About this Research Topic
The development of high-throughput sequencing technology and the advent of omics approaches have been providing a solid basis for the systematic understanding of the function of human genes and the mechanism of cancers and other diseases. In the last years, the integration of multiple omics data has provided many advantages over single omics approaches in providing a more comprehensive understanding of the molecular basis of disease. For instance: the integration of genome-wide association studies (GWAS) data using Mendelian Randomization (MR) has been used widely in identifying causal phenotypes of human diseases; the integration of GWAS data and expression quantitative trait loci (eQTL) data using Summarized MR (SMR) can facilitate mining causal genes of human diseases; and the integration of microarray data and Next Generation Sequencing data using machine learning technology has been used to successfully identify gene signatures associated with clinically relevant molecular subtypes and prognosis in complex diseases.

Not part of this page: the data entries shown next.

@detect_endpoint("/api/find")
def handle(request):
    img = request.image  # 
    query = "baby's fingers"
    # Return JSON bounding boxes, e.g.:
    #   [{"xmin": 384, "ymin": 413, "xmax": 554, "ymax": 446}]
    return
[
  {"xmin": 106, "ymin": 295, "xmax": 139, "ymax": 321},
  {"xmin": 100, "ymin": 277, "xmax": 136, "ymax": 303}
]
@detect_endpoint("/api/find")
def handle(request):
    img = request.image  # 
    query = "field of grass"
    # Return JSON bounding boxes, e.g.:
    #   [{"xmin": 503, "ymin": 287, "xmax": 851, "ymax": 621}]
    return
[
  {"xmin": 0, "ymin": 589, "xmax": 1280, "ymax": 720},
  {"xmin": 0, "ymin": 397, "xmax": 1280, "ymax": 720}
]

Though successful, the emergence of sequencing technologies such as single cell sequencing and metagenomics sequencing have posed more challenges for data integration methods. It is, therefore, essential to apply novel statistical methods and artificial intelligence approaches for integrating multiple omics data, such as single cell sequencing data, microbial Quantitative Trait Loci (mbQTL) data, and microbiome GWAS (mGWAS) data.
This Research Topic aims to showcase recent progress on studies around the following topics:
• Machine learning approaches and applications for integrating multi-level omics data.

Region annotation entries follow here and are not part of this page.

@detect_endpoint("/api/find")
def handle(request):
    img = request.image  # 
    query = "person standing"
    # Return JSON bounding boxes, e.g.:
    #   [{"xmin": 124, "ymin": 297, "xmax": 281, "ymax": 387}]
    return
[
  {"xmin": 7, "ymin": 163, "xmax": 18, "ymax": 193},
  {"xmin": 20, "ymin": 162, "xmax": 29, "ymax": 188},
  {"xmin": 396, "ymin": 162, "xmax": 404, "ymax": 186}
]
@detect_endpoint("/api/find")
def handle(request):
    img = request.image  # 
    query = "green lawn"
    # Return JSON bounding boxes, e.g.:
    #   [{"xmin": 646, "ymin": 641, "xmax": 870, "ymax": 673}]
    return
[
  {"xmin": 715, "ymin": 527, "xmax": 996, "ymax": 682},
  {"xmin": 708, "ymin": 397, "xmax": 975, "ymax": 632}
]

• Statistical methods and applications for integrating multi-level omics data.
• Identification and validation of molecular biomarker for cancers and diseases
• Tools and databases for integrating and analysing omics data.
• Pan-cancer analysis and validation through integrating multi-level omics data.
• Novel findings on molecular biomarkers and signatures of cancers and diseases.
• Identification of novel prognostic biomarkers of cancers and diseases.
Please note: The findings based on data integration should be also validated by observational/experimental data. Descriptive studies and studies consisting solely of bioinformatic investigation of publicly available genomic/transcriptomic data do not fall within the scope of the journal.
Important Note: All contributions to this Research Topic must be within the scope of the section and journal to which they are submitted, as defined in their mission statements. Frontiers reserves the right to guide an out-of-scope manuscript to a more suitable section or journal at any stage of peer review.